If you asked an average North American observer to comment on the economics of this village, he or she might say that these huts are an indication of poverty. But when we sit down for a warm cup of fresh-out-of-the-nanny goat milk, people speak of poverty in terms of grass.”

Professional Praise

Valeria Teles: Fit For Joy Podcaster. For Valeria’s blogpost on the book, click here.

”Tracking Lions, Myth, and Wilderness in Samburu” is a calling for expanding our natural wisdom to transform the way we experience life, as individuals and communities. Jon suggests there is another obvious way of experiencing life that recognizes that there is no separation between you, me, and the natural world. This is a must-read book for anyone who is ready to explore the magic of true living!

Peter Stark: author of “Young Washington: How Wilderness and War Forged America's Founding Father”.

Jon Turk is one of our most articulate and courageous writer-adventurers. On this journey to the Samburu people and lion-savannahs of Africa, he guides us on an intellectual probing of our deep human past in an attempt to understand our planets future. Bravely curious, he explores the proto-consciousness that grows from living in the moment, on the edge of survival, like our ancestral hunting-and-gathering forbearers. Reading Tracking Lions, you'll think about human interaction with the natural world in ways you havent before.
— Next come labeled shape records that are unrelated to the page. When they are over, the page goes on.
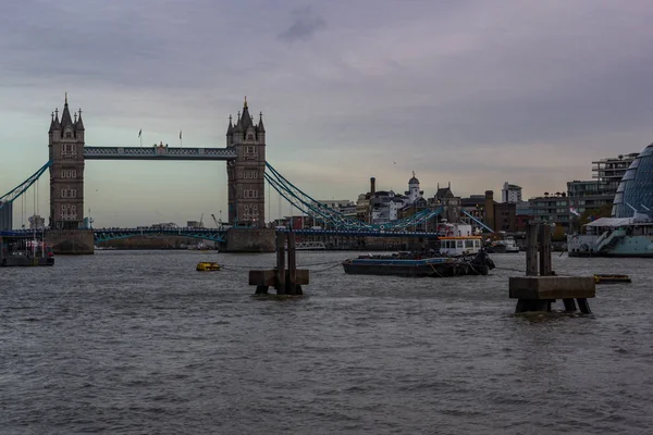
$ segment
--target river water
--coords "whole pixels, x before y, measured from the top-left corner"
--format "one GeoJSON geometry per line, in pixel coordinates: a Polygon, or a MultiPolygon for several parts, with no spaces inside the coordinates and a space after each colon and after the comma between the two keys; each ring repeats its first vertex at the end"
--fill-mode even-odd
{"type": "MultiPolygon", "coordinates": [[[[0,434],[644,434],[653,260],[592,315],[514,315],[508,276],[345,275],[298,252],[301,299],[252,297],[274,254],[100,251],[0,269],[0,434]],[[226,264],[196,272],[198,261],[226,264]]],[[[555,308],[562,310],[562,302],[555,308]]]]}

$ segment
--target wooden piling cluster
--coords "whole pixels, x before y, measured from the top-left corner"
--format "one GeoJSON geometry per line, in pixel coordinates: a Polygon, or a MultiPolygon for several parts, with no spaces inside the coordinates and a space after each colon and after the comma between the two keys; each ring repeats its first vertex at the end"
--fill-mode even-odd
{"type": "Polygon", "coordinates": [[[594,277],[555,276],[551,263],[551,226],[529,223],[526,229],[526,276],[509,278],[510,298],[517,299],[515,312],[551,311],[551,304],[562,299],[566,312],[575,312],[578,301],[580,312],[591,313],[588,298],[595,296],[594,277]]]}
{"type": "Polygon", "coordinates": [[[249,271],[249,285],[256,286],[257,295],[267,295],[270,287],[276,289],[276,295],[304,295],[301,286],[308,285],[308,270],[297,269],[295,233],[276,233],[276,268],[249,271]]]}

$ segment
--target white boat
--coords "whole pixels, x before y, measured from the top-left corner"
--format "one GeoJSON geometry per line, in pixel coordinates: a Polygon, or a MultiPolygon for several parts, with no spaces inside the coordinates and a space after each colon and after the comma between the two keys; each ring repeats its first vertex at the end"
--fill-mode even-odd
{"type": "Polygon", "coordinates": [[[586,234],[567,236],[569,257],[653,258],[653,220],[645,214],[600,217],[584,228],[586,234]]]}
{"type": "Polygon", "coordinates": [[[519,247],[513,236],[507,236],[503,240],[497,241],[497,245],[503,245],[506,248],[506,252],[519,252],[519,247]]]}
{"type": "Polygon", "coordinates": [[[439,232],[444,234],[440,240],[440,253],[447,257],[476,254],[481,250],[482,237],[473,235],[471,225],[441,225],[439,232]]]}
{"type": "Polygon", "coordinates": [[[295,250],[297,251],[321,251],[326,249],[323,241],[297,241],[295,250]]]}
Marni Jackson: Author and editor with the Mountain and Wilderness Writing Program at the Banff Centre

While tracking lions in Samburu, explorer and lifelong environmentalist Jon Turk is not afraid to ask the Big Questions: if humans have such impressive problem-solving brains, why have we ended up trashing the planet? Whether he is describing the midnight growl of a leopard outside his tent or “interviewing the Earth” Jon Turk is a gifted storyteller, a wise elder and a fun companion.

Jon Waterman: Author of “Running Dry”, Grand Prize winner of the Banff Book Awards
With his trenchant powers of observation, Turk has steered kayak, skis and climbing rack up and down those far-flung destinations most of us will never visit, from Tierra del Fuego to Kamchatka to the Canadian Arctic, and now in his latest work, eastern Africa. His books have always transcended the standard adventure narrative—in inimitable, no bullshit prose— by taking his readers into the heart of both wilderness and culture. More than just compelling insight into place and a little-known and olden-day culture, Tracking Lions makes the linkage to what we have lost in our own troubled modern society. Jon Turk is as precious as a Samburu warrior.

Pat Morrow: Mountaineer, filmmaker, photographer, coauthor of “Searching for Tao Canyon.” Adventurer, author Jon Turk’s worldview has been sculpted over the past seven decades by science, and shaped by mythology. In this, his proclaimed “final book”, Jon distills hard-earned lessons learned from his larger than life experience into the following: "The pursuit of happiness is the root of all unhappiness, and The pursuit of happiness is killing the planet. So. Where do we go from here?”